1. A pneumatic loudspeaker having a pneumatic circuit in which a continuous pressurized fluid flows through an intermediate annular throat, said fluid flow being modulated by axial displacements of a fluid flow modulating annular obstacle under the control of an electromagnetic transducer driven by a sound signal; said electromagnetic transducer comprising a movable armature having thereon a movable winding between a narrow annular gap of a large diameter formed by pole pieces of a permanent magnet, said movable winding being located at one end of an annular wall of a cylindrical support with the other end thereof constituting said fluid flow modulating annular obstacle, said pneumatic circuit being separated from the electromagnetic transducer by a continuous annular elastic membrane through which the cylindrical support passes in a leakproof manner; said annular wall of said cylindrical support being composed of a lightweight composite material, with the end of said support which holds the movable winding being of a low height comparatively to its diameter and the support further being provided with a flat annular indentation formed in the thin outer wall to form a winding housing, said winding being substantially contained in said indentation and being sandwiched between a first layer of glue coating the bottom of said indentation and a second layer of glue embedding turns of the winding so as to form a rigid integral assembly with a smooth and uniform surface flush with an outermost surface of said one end of said annular wall.
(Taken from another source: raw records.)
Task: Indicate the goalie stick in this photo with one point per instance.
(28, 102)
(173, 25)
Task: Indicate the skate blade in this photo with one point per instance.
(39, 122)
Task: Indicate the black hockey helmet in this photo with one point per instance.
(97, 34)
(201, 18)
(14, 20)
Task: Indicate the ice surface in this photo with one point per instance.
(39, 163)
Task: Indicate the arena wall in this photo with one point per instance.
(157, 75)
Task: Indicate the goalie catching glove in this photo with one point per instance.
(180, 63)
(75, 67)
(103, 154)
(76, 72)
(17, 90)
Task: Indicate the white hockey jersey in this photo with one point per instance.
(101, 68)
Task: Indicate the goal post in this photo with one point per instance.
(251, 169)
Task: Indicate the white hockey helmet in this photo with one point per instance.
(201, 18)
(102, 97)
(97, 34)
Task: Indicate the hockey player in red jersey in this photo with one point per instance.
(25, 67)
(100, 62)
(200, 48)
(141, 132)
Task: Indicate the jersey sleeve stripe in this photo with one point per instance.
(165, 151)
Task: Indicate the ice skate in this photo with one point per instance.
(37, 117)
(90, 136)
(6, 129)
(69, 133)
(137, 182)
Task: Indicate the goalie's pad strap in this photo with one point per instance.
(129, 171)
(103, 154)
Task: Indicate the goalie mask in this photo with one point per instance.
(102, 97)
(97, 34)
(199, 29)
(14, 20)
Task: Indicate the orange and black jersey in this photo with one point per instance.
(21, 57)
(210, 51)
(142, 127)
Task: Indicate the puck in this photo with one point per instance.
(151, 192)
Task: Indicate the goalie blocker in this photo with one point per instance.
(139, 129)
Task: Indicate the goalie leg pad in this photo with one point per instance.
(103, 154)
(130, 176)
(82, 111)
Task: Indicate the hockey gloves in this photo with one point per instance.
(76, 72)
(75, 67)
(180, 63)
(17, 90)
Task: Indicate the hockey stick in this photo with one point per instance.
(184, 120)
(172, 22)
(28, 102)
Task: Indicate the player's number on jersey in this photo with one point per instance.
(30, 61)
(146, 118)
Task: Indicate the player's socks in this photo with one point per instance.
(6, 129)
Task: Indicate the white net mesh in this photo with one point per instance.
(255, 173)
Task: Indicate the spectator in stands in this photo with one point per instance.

2. A pneumatic loudspeaker as claimed in claim 1, wherein the connection of the winding to its external excitation circuit incorporates the insertion of a slack electric braid ending in a terminal.

3. A pneumatic loudspeaker as claimed in claim 1, wherein the continuous annular elastic membrane is mounted interposed between an outer crown ring, and an inner crown ring, the assembly of these three components forming the transverse wall which separates the pneumatic circuit from the electromagnetic transducer.

4. A pneumatic loudspeaker as claimed in claim 3, wherein the continuous elastic membrane is produced by two ring seals made of an elastomer and arranged in the same transverse plane but on opposite sides of the lengthwise-movable armature.